Давешний воин, молодой туркмен, широко улыбнулся Омару:
– Мы поспорили на вашего пса: сколько противников он одолеет. Славный пес! Три своры спустили на него. Отбивается…
Омар вырвал у дурака копье, кинулся в гущу кровавой свалки.
Возмущенные крики:
– Эй, не мешай!
– Не порть забаву…
Собаки, свирепо огрызаясь, разбежались.
Басар, весь окровавленный, с разорванной глоткой, захрипел при виде хозяина, пополз к нему. В угасающих глазах – упрек. Он задрожал от бессилия. Дрожь перешла в судорожные рывки от ушей до хвоста. Скорчился пес, будто чьи-то железные руки скрутили его, и затих.
– Твоя собака? – К Омару вышел султан, бледный после кровопускания.
– Моя. – Омар страдальчески сморщил лоб, потер его тыльной стороной руки. – В поединке честном не было равных Басару. Ни волки его не могли одолеть, ни убийцы ночные, – свои собаки загрызли. Из любопытства…
– Стая, – понуро сказал султан. Он с тоской взглянул Омару в глаза. – Кто одолеет стаю?
Омар, стиснув зубы, взял Басара на руки, взошел на огромную кучу прошлогодней прелой листвы. И положил собаку на самой верхушке этой унылой «Башни молчания».
– Клюйте, вороны! Серые и черные…
Между тем Ахмед Атташ, отдохнув, с любопытством обходил передний двор Шахдиза, узкий, глубокий, точно бассейн, четко вырубленный в скалах для сбора дождевой воды. Двор отсечен от внутренней, главной части крепости еще одной стеной, не такой, может быть, громоздкой, как внешняя, но достаточно высокой и крепкой, чтобы в страхе остолбенеть перед нею.
Попасть на передний двор еще не значит проникнуть в крепость. Нужно пройти еще одни ворота с железной решеткой, у ворот же – стража. Но в любой, самой неприступной с виду, твердыне есть лазейка – сквозь человеческое сердце…
Ахмед, прогуливаясь, мало-помалу приближался к воину, мечтательно оцепеневшему у внутренних ворот.
– Не подходи, – нахмурился охранник с коротким копьем для метания и большим ярко раскрашенным щитом.
– Дейлемит?
– С караульным нельзя разговаривать!
– По узору на чулках я вижу, что ты дейлемит.

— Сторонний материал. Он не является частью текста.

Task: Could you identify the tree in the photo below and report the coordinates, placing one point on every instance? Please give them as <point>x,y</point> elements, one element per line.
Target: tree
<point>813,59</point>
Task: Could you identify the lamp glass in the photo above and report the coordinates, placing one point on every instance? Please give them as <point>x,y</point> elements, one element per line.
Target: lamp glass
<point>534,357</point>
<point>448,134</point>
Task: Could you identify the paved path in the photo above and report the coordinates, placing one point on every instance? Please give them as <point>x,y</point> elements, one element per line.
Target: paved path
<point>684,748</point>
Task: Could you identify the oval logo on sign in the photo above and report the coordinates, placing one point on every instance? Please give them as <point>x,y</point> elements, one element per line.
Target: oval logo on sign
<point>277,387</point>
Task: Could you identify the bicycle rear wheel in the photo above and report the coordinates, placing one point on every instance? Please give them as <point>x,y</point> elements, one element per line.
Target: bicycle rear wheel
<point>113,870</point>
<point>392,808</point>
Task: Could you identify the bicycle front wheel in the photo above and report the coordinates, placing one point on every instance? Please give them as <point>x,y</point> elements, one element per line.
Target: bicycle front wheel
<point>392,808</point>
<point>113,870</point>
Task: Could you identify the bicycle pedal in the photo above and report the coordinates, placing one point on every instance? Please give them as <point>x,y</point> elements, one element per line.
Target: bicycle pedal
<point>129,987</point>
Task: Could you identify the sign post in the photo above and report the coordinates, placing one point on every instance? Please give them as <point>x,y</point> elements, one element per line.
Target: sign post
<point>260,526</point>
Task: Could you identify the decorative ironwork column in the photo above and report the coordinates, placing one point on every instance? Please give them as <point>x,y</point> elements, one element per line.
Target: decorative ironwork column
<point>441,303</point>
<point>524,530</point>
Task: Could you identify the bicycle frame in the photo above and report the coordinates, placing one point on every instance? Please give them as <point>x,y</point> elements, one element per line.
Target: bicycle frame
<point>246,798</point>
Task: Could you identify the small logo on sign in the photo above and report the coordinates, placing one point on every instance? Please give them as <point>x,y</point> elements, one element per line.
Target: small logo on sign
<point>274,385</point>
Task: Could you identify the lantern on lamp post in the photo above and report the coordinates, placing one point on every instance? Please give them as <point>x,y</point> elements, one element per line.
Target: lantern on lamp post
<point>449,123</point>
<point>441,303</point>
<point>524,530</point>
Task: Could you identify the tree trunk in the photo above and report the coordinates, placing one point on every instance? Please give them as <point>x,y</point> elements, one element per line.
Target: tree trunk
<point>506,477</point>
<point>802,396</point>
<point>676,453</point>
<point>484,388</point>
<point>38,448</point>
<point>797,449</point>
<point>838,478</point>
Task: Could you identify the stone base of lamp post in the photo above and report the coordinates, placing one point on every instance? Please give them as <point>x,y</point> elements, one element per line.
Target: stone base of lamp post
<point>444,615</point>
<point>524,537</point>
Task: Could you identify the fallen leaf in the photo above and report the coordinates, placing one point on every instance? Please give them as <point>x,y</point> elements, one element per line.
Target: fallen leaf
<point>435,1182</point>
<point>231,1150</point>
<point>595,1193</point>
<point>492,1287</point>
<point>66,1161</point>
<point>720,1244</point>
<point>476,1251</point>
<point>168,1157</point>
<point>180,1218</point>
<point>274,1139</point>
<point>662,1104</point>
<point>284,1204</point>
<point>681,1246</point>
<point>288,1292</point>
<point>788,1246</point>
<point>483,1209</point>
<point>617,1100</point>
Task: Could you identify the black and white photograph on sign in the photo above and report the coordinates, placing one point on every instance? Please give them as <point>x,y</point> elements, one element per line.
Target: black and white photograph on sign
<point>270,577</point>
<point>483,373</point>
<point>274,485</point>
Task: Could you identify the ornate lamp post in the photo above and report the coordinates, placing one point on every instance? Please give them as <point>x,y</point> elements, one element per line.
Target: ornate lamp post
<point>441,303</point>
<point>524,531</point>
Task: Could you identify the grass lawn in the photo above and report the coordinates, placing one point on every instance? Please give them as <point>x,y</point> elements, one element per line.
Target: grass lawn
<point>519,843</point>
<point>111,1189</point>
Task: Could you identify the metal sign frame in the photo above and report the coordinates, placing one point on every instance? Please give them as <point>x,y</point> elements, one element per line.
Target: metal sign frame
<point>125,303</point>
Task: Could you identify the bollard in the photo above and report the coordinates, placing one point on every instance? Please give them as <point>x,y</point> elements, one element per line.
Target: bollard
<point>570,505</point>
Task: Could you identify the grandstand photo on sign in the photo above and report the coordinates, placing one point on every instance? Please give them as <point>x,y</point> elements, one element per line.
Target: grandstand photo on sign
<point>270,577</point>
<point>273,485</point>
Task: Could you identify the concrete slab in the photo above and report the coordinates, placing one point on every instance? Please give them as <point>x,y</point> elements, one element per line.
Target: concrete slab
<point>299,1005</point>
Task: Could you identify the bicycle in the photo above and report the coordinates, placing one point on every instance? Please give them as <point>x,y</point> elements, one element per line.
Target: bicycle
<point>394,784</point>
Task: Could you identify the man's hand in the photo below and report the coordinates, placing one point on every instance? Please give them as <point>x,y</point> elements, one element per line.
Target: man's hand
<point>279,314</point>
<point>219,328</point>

Суровый взгляд охранника смягчился.
– Я бывал в Дейлеме, – продолжал Атташ дружелюбно. – Прекрасное место! Особенно – долина Аламута…
Страж снова насупился.
– Скучно у вас! – вздохнул Атташ. – Освободишься – приходи ко мне. Поговорим о ваших краях. Хорошо там сейчас! Весна. Женщины пашут влажную землю. Ведь у вас, дейлемитов, земледелие – занятие женское, верно? Мужчины – воины. Хлеб свой они уже который век добывают службой в наемных войсках. Потому ты и здесь. Кстати, один из моих работников – твой земляк.
Охранник скупо улыбнулся…
Достойный памятник
Явдат Ильясов, автор нескольких хороших повестей из истории народов Средней Азии, взялся за сложную и трудную тему.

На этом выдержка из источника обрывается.